Cauchy-Euler with x=e^t? Differential Equations (ODE)

[kepherax]

Homework Statement

Use Cauchy-Euler method with x=e^t to solve the following differential equation.

Relevant Equations

x^2y''(x)+xy'(x)-9y(x)=x^2

I'm fine with this up to a certain point, but I'm not certain if I'm using the substitution correctly. After finding the homogeneous solution do I plug in x= e^t in the original equation and then divide by e^2t to put it in standard form before applying variation of parameters so f=1, or do I just substitute so f= e^2t? The former is shown, but the latter gives a matching answer to plugging the original equation into symbolab if I were to replace their x with e^t. In videos I've watched and as per the book, you must always put the original equation into standard form and use the resulting f, but I feel like I'm missing something I can't put my finger on.

 

[Mark44]

Homework Statement: Use Cauchy-Euler method with x=e^t to solve the following differential equation.
Homework Equations: x^2y''(x)+xy'(x)-9y(x)=x^2

I'm fine with this up to a certain point, but I'm not certain if I'm using the substitution correctly. After finding the homogeneous solution do I plug in x= e^t in the original equation and then divide by e^2t to put it in standard form before applying variation of parameters so f=1, or do I just substitute so f= e^2t? The former is shown, but the latter gives a matching answer to plugging the original equation into symbolab if I were to replace their x with e^t. In videos I've watched and as per the book, you must always put the original equation into standard form and use the resulting f, but I feel like I'm missing something I can't put my finger on.

View attachment 251084

You seem to have an error in your particular solution. If you substitute just your particular solution into the differential equation, you get $x^2 \cdot 0 + x \cdot 0 - 9 \cdot -\frac 1 9 \ne x^2$. Since the two exponentials make up the solution to the homogeneous problem, all of the terms resulting from that part of the solution just vanish.

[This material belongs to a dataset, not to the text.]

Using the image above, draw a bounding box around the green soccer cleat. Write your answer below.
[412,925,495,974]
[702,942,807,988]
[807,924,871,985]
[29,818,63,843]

I got a particular solution of the nonhomogeneous problem of $y_p = -\frac 1 5 x^2$, and this checks out.

Your solution to the homogeneous problem is fine, but for the nonhomogeneous problem, I used a different technique, assuming that the solution to $x^2y'' + xy' - 9y = x^2$ was a polynomial of the form $y_p = c_0 + c_1x + c_2x^2$.

I'm pretty rusty on the variation of parameters technique, so I don't have any comments on what you did in the lower half of the page in the photo.

 

[kepherax]

You seem to have an error in your particular solution. If you substitute just your particular solution into the differential equation, you get $x^2 \cdot 0 + x \cdot 0 - 9 \cdot -\frac 1 9 \ne x^2$. Since the two exponentials make up the solution to the homogeneous problem, all of the terms resulting from that part of the solution just vanish.

I got a particular solution of the nonhomogeneous problem of $y_p = -\frac 1 5 x^2$, and this checks out.

Your solution to the homogeneous problem is fine, but for the nonhomogeneous problem, I used a different technique, assuming that the solution to $x^2y'' + xy' - 9y = x^2$ was a polynomial of the form $y_p = c_0 + c_1x + c_2x^2$.

I'm pretty rusty on the variation of parameters technique, so I don't have any comments on what you did in the lower half of the page in the photo.

Yeah, even when I use the variation of parameters method with f = e^2t, I get -1/5 e^2t as the particular solution, which works with the substitution... part of the process with Cauchy Euler is to first solve the homogeneous equation and then divide through to put in standard form for parameter variation, though, which either way (with or without sub) will result in f=1 and as pictured, so I'm confused. I may ask a tutor tomorrow morning, I saw one today but he was also rusty on ODE and couldn't clarify this for me. Thanks for trying!

 

[Mark44]

I get -1/5 e^2t as the particular solution, which works with the substitution.

And with x = e^t, your solution is the same as mine; namely, $y_p = -\frac 1 5 x^2$.